Tuesday, November 27, 2012

Giving Back for Literacy and a Better World

Posted: 11/23/2012 Huff Post

 - Professor, College of Education at University of North Texas

I was conceived in a small farming village in Yemen. When my parents realized that I would be coming into the world, they spent their meager savings to bribe government officials so they could escape. No man had ever taken his wife out of the village: The family prohibited it. My parents reached America in debt, my dad with little to no command of English and my mom illiterate. The disenfranchisement my mom experienced as someone who couldn't read is still widespread today.

As I think of my mom's situation as a young woman and today's global challenges of illiteracy, it is clear that the difference between the poor and the prosperous lies in the power of words. According to the U.S. Agency for International Development, Africa and Asia have the world's highest adult illiteracy rates, especially among women and girls. This can result in low socioeconomic status for women, larger family sizes, high prevalence of infectious diseases and staggering infant/child mortality. Studies suggest that for every year a girl continues in school, her income later will grow by 20 percent on average. When we advocate for literacy, we do not advocate for life's luxuries but rather for a critical tool which opens doors to a better life.

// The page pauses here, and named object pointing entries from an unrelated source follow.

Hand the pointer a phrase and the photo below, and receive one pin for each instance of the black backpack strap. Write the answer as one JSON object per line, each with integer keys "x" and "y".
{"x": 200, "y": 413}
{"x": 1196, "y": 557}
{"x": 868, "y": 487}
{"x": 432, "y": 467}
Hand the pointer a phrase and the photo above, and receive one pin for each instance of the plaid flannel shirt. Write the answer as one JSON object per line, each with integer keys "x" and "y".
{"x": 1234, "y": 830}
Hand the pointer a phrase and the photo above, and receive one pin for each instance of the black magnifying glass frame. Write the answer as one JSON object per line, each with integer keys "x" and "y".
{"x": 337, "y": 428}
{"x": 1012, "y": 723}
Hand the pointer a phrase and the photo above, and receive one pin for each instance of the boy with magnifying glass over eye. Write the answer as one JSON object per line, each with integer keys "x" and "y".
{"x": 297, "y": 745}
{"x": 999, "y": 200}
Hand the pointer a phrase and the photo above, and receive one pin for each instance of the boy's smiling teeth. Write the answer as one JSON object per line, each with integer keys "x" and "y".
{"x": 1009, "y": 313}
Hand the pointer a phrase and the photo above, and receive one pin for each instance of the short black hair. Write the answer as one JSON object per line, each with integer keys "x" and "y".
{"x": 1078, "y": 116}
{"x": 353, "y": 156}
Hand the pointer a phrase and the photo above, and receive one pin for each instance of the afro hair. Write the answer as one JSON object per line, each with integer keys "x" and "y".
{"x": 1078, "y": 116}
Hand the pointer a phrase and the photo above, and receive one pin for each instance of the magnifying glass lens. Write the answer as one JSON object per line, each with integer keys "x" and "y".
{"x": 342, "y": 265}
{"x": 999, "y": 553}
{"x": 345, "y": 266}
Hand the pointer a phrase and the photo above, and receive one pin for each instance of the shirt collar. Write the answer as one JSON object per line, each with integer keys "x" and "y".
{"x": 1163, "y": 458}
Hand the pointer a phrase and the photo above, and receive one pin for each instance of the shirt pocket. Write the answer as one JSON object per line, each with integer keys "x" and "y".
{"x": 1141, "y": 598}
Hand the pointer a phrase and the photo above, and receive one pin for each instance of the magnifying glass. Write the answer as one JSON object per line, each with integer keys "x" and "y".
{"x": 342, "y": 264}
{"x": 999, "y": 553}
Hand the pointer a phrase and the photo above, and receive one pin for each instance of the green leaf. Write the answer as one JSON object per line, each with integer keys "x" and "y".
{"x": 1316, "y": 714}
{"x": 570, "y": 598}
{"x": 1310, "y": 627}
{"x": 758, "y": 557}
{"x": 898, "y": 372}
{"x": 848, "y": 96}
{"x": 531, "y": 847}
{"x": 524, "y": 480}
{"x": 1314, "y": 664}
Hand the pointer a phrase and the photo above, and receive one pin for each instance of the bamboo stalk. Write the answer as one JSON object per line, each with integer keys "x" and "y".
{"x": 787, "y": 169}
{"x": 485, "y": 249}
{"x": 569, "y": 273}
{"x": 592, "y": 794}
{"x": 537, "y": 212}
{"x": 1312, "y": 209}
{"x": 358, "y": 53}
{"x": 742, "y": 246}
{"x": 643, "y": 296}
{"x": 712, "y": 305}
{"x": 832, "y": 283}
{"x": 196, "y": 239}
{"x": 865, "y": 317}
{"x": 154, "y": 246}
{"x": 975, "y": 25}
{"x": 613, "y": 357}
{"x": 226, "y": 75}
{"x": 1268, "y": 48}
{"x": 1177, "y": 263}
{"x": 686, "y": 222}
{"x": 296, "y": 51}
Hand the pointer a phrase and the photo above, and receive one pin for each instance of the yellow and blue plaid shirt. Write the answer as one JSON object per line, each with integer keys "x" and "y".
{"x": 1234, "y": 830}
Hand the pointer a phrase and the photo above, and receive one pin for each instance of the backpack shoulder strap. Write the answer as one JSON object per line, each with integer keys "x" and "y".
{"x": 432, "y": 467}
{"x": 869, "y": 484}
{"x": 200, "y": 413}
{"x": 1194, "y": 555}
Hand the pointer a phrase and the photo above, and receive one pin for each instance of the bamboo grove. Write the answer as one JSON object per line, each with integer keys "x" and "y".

Now, compare that global scenario with disadvantaged neighborhoods here in America, where children are designated "at risk" in elementary school. A 2010 report by Johns Hopkins researchers showed that despite some progress, over 1,700 schools nationwide are so-called "dropout factories." Most of these schools are in high-poverty areas with high proportions of minority students, most with dismal reading scores. Children who lack the power of words are doomed before they begin. Too many young children in our communities -- and in Asia and Africa -- lack that crucial tool. Most have never seen their parents read. Literacy means participating in civil society; enjoying greater income for their families; reducing domestic violence; fostering healthier and better educated families; and, ultimately, saving children's lives.